Nous nous permettons de vous poser clairement les questions suivantes : cautionnez-vous ce type de démarche ? Souhaitez-vous que la Protection de l’Enfance devienne une marchandise soumise à des lots dans des appels à projets ?

En second lieu, dans plusieurs départements, l’accueil des mineur.e.s étranger.e.s devient une difficulté majeure pour les associations et les établissements publics. Or, nous vous rappelons à l’universalisme de la protection de l’enfance tel qu’il a été voulu par les législateurs depuis 1945 : la loi ne fait aucune distinction entre un.e mineur.e français.e et un.e mineur.e étranger.e. Et pourtant, force est de constater que certains accueils sont déplorables en termes d’insalubrité, de nombre d’adolescent.e.s placé.e.s sur un même site, de taux d’encadrement très insuffisants, de « mises à la rue » administratives de certain.e.s jeunes… Dans la majorité des accueils, les salarié.e.s ou les agents se plaignent de ne pouvoir exercer un travail social digne de ce nom, conférant le plus souvent à de l’humanitaire !

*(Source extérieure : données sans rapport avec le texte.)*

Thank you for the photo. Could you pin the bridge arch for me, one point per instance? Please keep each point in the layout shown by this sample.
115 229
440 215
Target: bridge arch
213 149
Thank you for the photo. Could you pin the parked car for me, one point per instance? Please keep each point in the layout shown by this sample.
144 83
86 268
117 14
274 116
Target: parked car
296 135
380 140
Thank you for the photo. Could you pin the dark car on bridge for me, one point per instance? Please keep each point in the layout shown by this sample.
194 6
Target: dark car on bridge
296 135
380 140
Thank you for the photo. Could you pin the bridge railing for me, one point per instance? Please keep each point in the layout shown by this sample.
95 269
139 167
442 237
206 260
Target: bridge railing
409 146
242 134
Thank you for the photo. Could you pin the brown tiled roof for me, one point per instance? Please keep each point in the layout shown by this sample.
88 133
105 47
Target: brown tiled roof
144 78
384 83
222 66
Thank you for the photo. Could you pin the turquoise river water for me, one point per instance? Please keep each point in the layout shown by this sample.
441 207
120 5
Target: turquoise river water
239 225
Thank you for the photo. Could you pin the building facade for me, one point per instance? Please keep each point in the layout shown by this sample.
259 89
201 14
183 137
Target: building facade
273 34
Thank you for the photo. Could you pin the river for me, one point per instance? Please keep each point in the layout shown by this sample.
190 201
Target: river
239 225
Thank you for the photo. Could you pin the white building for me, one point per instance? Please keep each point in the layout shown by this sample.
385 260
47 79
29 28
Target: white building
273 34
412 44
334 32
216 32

Par ailleurs, la situation et la prise en charge des jeunes majeur.e.s nous inquiètent fortement. Car malgré le transfert à partir de 2007 (dans le cadre de la Loi sur la Protection de l’Enfance) de la totalité des compétences sur la Protection de l’Enfance aux conseils départementaux, ceux-ci n’ont eu aucune compensation financière et se retrouvent aujourd’hui dans l’impossibilité d’assumer l’accompagnement de ces jeunes. Or, la plupart d’entre eux sont en situation de précarité importante et leur nombre ne cesse d’augmenter.

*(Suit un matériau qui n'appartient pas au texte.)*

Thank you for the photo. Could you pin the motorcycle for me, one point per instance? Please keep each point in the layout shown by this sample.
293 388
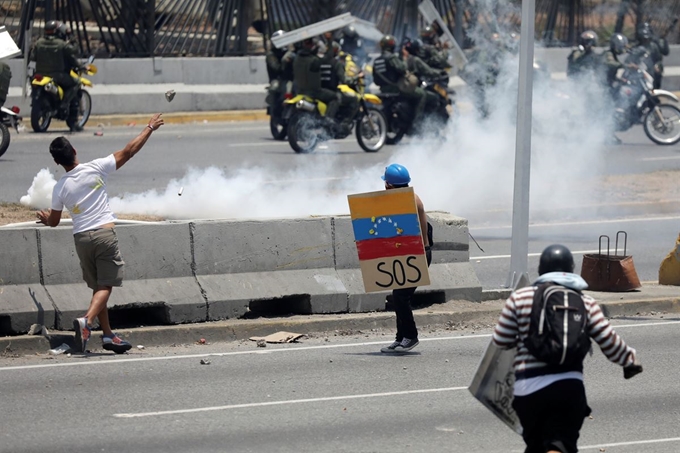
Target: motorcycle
308 125
400 112
637 102
275 97
47 100
8 118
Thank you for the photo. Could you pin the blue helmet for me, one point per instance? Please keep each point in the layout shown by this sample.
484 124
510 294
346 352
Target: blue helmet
396 175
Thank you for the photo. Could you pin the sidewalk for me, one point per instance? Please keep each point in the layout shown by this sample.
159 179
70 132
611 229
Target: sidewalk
452 315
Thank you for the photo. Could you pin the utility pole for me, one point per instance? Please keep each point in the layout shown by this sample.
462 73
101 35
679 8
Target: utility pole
519 252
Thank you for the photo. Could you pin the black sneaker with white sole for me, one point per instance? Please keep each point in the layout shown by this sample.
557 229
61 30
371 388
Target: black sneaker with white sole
406 345
391 348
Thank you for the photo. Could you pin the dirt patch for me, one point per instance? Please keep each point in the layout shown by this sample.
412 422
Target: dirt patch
18 213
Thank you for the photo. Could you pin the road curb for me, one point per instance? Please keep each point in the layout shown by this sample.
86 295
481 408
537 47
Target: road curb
454 315
179 118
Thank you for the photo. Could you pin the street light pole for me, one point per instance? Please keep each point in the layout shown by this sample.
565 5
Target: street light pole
519 252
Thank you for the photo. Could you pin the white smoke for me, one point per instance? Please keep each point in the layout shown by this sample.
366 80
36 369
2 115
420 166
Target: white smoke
471 170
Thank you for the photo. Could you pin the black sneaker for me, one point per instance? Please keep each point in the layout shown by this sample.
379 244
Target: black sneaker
391 348
406 345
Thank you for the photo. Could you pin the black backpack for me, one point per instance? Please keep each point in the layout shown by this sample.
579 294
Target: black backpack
558 332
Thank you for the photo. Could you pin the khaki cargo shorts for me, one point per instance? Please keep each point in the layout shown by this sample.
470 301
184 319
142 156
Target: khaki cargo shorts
100 257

L’intersyndicale demande un accueil digne et égal pour tous les enfants et adolescent.e.s, quelle que soit leur situation. Elle demande d’en prendre la mesure et de mettre tous les moyens nécessaires et suffisants à l’exercice des missions de protection, sans distinction d’origine.

En troisième lieu, les cures d’austérité successives que subit ce secteur depuis de nombreuses années mettent les personnels dans des situations de souffrance au travail à partir desquelles on observe un nombre croissant de fatigues et d’usures professionnelles, de burn-out. A l’instar des collègues des hôpitaux publics, des situations professionnelles dramatiques pouvant amener à des tentatives de suicide ne sont plus à exclure dans notre secteur.

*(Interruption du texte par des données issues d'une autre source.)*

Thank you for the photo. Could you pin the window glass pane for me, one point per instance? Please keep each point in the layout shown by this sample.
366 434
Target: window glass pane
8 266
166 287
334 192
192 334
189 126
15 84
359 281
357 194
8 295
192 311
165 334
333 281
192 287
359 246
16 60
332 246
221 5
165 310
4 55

Les différentes mesures du gouvernement montrent clairement que les économies vont s’effectuer sur le dos des citoyens les plus vulnérables, voire que ces publics peuvent devenir source de profits pour des intérêts privés :

1. baisse drastique généralisée des financements dans les secteurs social et médico-social ;

2. de façon concomitante, l’ingérence du privé lucratif dans notre secteur avec l’expérimentation de contrats à impact social dans une association de Protection de l’Enfance du Nord et la nomination au Haut-Commissariat de l’Economie Sociale et Solidaire du directeur de l’établissement posent question.

Est-ce à dire que la recherche de profit va être la nouvelle façon de financer le secteur ?

L’intersyndicale vous adresse un droit d’alerte national sur les dangers graves et imminents des personnels travaillant en Protection de l’Enfance.

D’une part, il s’agit de prendre en compte ce constat, tel est l’objet de notre droit d’alerte.

D’autre part, il convient de mettre en oeuvre une grande politique de reconnaissance de la pénibilité du travail social et d’affirmer la spécificité des métiers.

Pour toutes ces raisons, urgentes, impactant directement la prise en charge des enfants et adolescent.e.s résident.e.s en France, nous vous demandons audience et des orientations claires pour une véritable Protection de l’Enfance.

Pour toutes ces raisons, urgentes, impactant directement la prise en charge des enfants et adolescent.e.s résident.e.s en France, nous vous demandons audience et des orientations claires pour une véritable Protection de l’Enfance.